Prepare for global impact of US Covid-19 resurgence
“You’re going to call your own shots,” Trump told the governors. “We’re going to be standing alongside of you.”
Here’s the Machiavellian translation: “It’s my mistake, but your headache. It’s election year, you know.”
Following the Trump administration’s loss of credibility, many states developed their own exit stances, including “Trump- proof” plans in the Tri- State area. Belated mobilization was devastating not just nursing homes, but also prison systems and other dense closed facilities. As perceptive observers noted, this was the next information battlefield in America: “Who gets counted in the coronavirus death toll.”
As I argued in “The Tragedy of Missed Opportunities,” the US mobilization against the pandemic failed, because of a series of factors, including: – Complacency, belated mobilization, inadequate preparedness, poorly enforced lockdowns and failed crisis leadership by the Trump White House – Ineffective monitoring of quarantines and self-quarantines – Faulty test kits and long delays in testing, plus deficient contact tracing – Huge shortages of personal protective equipment (PPE) that endangered the lives of frontline health care professionals
– Trade war that caused additional, unwarranted PPE shortages – Failed responses to the outbreak, which have dramatically added to health risks – Misguided media coverage that has contributed to “infodemics” – A “paranoid style of politics” to shift the blame on China and the WHO and its executives ( and the disastrous decision to exit the US from the WHO) – Premature exits from lockdowns; and the list goes on.
These mistakes have been followed by Trump’s decision to exit the US from the WHO, which will compound publichealth risks in the future, both in the US and worldwide.
But the long-term international implications may prove even worse.
US virus exports into Mexico — and beyond
What happens in America will not stay in America.

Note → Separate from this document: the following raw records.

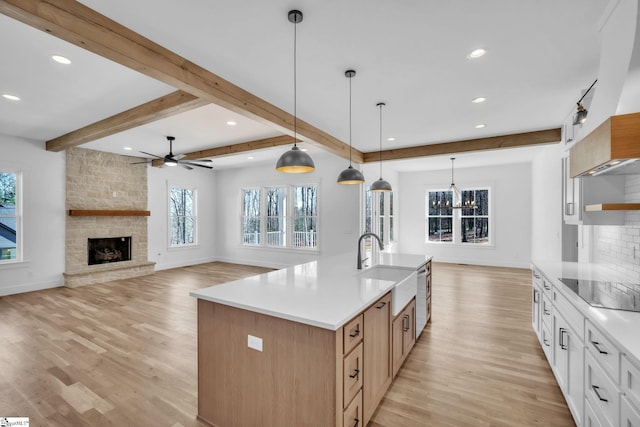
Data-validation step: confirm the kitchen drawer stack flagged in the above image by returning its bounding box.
[532,267,640,427]
[342,314,364,427]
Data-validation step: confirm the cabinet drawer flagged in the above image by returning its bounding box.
[584,320,620,384]
[342,391,362,427]
[584,399,604,427]
[620,355,640,412]
[584,351,620,427]
[620,396,640,427]
[542,294,553,329]
[342,314,362,354]
[342,343,363,408]
[553,289,584,339]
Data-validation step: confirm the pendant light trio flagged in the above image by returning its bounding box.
[276,10,391,192]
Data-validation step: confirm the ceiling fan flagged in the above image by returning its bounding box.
[132,136,213,170]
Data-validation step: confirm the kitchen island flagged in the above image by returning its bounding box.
[191,254,431,427]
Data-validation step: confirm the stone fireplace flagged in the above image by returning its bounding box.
[64,148,155,287]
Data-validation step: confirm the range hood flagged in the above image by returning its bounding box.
[569,113,640,178]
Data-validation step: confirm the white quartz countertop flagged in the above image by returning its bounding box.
[190,253,431,330]
[532,260,640,363]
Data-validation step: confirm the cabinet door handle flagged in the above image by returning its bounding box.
[560,328,569,350]
[402,314,411,332]
[591,341,609,354]
[591,384,609,402]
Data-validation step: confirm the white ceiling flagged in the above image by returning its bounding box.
[0,0,608,169]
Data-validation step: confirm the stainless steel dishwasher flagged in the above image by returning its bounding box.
[416,263,427,338]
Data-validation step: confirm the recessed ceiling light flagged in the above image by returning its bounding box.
[51,55,71,65]
[467,48,487,59]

Due to months of fattening rather than flattening the curve and the associated resurgence of Covid- 19 in the US, international exits from lockdowns and global economic recovery are virtually ensured to take a series of new hits when the US eventually returns back to business.
The recent travel ban by the European Union against the US is just a tip of the iceberg. Mexican border-states have raised serious concerns about Americans’ pandemic inflows into the south.
Washington implemented strict inflow protocols against Mexicans in March. Yet, as the virus had its first peak in early spring and is now enjoying its second wave in the US, hundreds of thousands of Americans continue to cross the border into Mexico.
What happens in the US-Mexican border today is just a prelude to what will ensue internationally as US containment failures — followed by secondary virus waves — are likely to be exported around the world.